Cayton was aware of Jacobs’s public posturing and outright lies but never confronted him with it. “I found the stories about his supposed wealth very amusing,” said Cayton. “First he told people he had ten million dollars, and when he got away with that the figure went to twenty million, then thirty million.” In Cayton’s value system, they were in business together and as long as they prospered, he didn’t care about Jacobs’s idiosyncrasies. “Essentially, Jim was my employee. I did all the business deals with the fight films and all the boxers. Jim was the front man, the public image. Every deal was made right here, at my desk.”

In fact, Jacobs did have a higher opinion of himself than did his associates in the boxing world. “I liked Jimmy. I was curious about his insights on boxing. So were a lot of other people. But he wasn’t liked as a businessperson. He had a code in a deal. He gave you his idea of what it was worth and that was it—no other opinion was valid. He didn’t negotiate. He said, this is it, take it or leave it,” Merchant added.

According to Cayton, on more than one occasion he had to temper Jacobs in a contract negotiation. “Early on, he was a bit too blunt,” said Cayton. “I taught him everything he knew.”
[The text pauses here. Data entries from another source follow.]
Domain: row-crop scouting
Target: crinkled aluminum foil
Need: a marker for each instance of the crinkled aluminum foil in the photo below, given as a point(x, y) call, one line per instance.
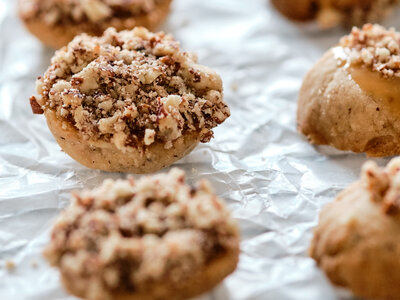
point(273, 180)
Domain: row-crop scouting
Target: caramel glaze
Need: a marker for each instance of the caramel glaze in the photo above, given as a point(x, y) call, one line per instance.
point(384, 90)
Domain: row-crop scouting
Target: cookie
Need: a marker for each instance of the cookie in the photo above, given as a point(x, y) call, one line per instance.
point(350, 98)
point(57, 22)
point(129, 101)
point(356, 242)
point(330, 13)
point(154, 238)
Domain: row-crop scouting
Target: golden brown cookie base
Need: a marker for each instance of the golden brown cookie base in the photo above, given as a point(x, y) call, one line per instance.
point(357, 246)
point(107, 157)
point(198, 284)
point(333, 110)
point(56, 36)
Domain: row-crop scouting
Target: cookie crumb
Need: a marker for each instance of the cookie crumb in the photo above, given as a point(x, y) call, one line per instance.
point(376, 47)
point(132, 89)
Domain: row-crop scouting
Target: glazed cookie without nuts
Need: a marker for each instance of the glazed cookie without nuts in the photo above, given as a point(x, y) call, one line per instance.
point(356, 242)
point(129, 101)
point(350, 99)
point(154, 238)
point(330, 13)
point(57, 22)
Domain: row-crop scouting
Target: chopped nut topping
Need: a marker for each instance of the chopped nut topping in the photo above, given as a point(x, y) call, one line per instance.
point(384, 184)
point(125, 235)
point(36, 108)
point(55, 12)
point(132, 88)
point(375, 47)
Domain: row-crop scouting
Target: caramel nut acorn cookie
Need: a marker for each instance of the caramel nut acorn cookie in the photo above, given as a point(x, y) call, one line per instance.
point(130, 101)
point(330, 13)
point(154, 238)
point(350, 99)
point(356, 242)
point(57, 22)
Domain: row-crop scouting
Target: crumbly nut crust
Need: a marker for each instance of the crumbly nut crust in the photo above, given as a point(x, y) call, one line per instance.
point(57, 12)
point(127, 234)
point(383, 185)
point(132, 88)
point(330, 13)
point(375, 47)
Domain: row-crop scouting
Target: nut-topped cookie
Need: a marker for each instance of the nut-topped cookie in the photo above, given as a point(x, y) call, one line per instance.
point(350, 99)
point(129, 101)
point(356, 242)
point(154, 238)
point(57, 22)
point(330, 13)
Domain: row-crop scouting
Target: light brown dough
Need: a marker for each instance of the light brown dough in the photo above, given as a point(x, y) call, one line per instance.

Perhaps he did. Jacobs was a quick study and a man, once he learned the basics, determined to do it his way to the end. By claiming such high ground, Cayton tried to disguise a measure of envy. Merchant was aware of that: “The ever-popular Jimmy, the astute manager and boxing expert liked by everybody: that’s how Bill perceived Jimmy, and he [Bill] resented him for it.”

Cayton had an almost mirror-opposite existence to that of Jacobs. Besides not ever being athletic, he suffered from recurring back problems and endocarditis, an inflammation of the heart valves. He was lean, and tall, but frail-looking. His personal manner was stiff, formal, unengaging, dispassionate, almost cold. He tried to offset that with frequent smiling, but to no avail. The smile looked forced and far too self-consciously affected. It had a Cheshire cat aspect, as if Cayton were pleased with himself in advance with whatever was about to transpire—probably at the listener’s expense. “Bill was a taker, not a giver,” said Camille Ewald. He avoided social outings, except when it concerned business. Not a single person in boxing claimed him as a friend. “Money and business. He’s all business,” added Ewald.